Erika - posted on 01/16/2014 ( no moms have responded yet )
I posted earlier with my husband's fb account sorry!
Hi, okay my husband is a loving father and works hard I'm not trying to bash him. I try to be as understanding as possible to him. We have been together 4 years. 2 1/2 years ago we had a daughter I was an emotional mess in that pregnancy a month after Dd1 was born I found out he was looking and responding to personal ads on craigslist he apologized but also mentioned it was almost impossible to talk to me and he was stressed. When DD1 was about a year and a half I started having panic attacks for about 5 months until I got pregnant March of 2013 this pregnancy was a lot better emotionally but a little harder physically, he's had lapses with the online ads but I kind of accepted that he just glanced and answered knowing a computer would respond. We had our second daughter 2 weeks ago and did it again but texting to their phone now, Idk what to do I feel devastated! I rebuilt my life with him after living 7 years with an abusive and violent man.

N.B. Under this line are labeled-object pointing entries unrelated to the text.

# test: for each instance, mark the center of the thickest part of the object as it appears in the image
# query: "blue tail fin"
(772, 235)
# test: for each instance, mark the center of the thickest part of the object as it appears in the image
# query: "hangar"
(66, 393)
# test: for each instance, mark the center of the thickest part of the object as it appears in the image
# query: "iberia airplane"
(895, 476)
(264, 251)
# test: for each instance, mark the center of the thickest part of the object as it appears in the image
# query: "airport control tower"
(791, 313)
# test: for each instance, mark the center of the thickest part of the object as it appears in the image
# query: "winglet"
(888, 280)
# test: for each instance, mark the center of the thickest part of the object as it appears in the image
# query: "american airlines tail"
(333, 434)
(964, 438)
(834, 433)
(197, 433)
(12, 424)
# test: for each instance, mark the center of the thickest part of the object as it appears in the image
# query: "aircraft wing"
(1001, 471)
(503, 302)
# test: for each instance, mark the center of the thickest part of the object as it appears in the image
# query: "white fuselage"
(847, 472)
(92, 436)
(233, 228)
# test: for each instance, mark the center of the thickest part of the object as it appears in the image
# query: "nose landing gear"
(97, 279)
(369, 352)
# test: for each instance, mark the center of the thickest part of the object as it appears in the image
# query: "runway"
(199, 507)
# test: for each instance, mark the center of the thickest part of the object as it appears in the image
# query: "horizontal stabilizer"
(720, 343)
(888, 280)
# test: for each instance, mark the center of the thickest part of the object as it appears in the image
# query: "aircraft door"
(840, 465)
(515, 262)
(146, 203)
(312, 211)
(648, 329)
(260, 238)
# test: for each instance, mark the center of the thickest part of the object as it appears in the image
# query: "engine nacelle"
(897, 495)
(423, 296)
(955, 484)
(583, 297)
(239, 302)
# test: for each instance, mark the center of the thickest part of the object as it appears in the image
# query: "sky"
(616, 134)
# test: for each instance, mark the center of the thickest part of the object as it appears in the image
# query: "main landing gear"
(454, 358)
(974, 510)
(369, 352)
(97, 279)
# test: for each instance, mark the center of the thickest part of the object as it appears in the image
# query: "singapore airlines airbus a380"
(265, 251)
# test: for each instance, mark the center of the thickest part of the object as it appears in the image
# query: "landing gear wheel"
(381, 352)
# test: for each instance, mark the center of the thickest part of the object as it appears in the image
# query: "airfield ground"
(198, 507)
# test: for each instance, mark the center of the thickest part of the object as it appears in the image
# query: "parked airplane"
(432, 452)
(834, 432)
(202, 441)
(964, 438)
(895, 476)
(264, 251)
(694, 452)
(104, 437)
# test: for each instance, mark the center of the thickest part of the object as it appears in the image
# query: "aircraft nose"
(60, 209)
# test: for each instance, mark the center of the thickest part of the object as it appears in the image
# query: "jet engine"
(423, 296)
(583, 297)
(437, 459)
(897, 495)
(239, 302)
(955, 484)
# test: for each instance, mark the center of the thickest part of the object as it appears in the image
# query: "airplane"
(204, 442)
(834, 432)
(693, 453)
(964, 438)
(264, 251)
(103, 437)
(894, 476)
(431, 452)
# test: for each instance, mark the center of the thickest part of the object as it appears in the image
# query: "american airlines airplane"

He pushed me to trust him when we were dating made my oldest son love him, he's grown up with him. I don't want to question him about it...It's always the same answers (stress, he can't talk to me because I'm too emotional, it never goes past the messages, etc etc) He did this while I was pregnant in my most vulnerable state, it makes me question everything he has done for me. If he has done it just for himself his gratification, since his ex has his two other kids and didn't want to feel lonely. Every time we have this conversation I end up feeling like I should be a better wife that my emotions are overreacting! He sure makes me feel like I'm a nut and not in an offensive way but he tries to shrink my head with his advice. My gut tells me now he just tries to turn things on me or he really wants to believe what he does is harmless. I feel cheated, betrayed, humiliated and disappointed. I can't confront him because I know what his answers will be and I will end up frustrated and with anxiety attacks. I have been dealing with this and a newborn and a nine year old on my own because he has two jobs.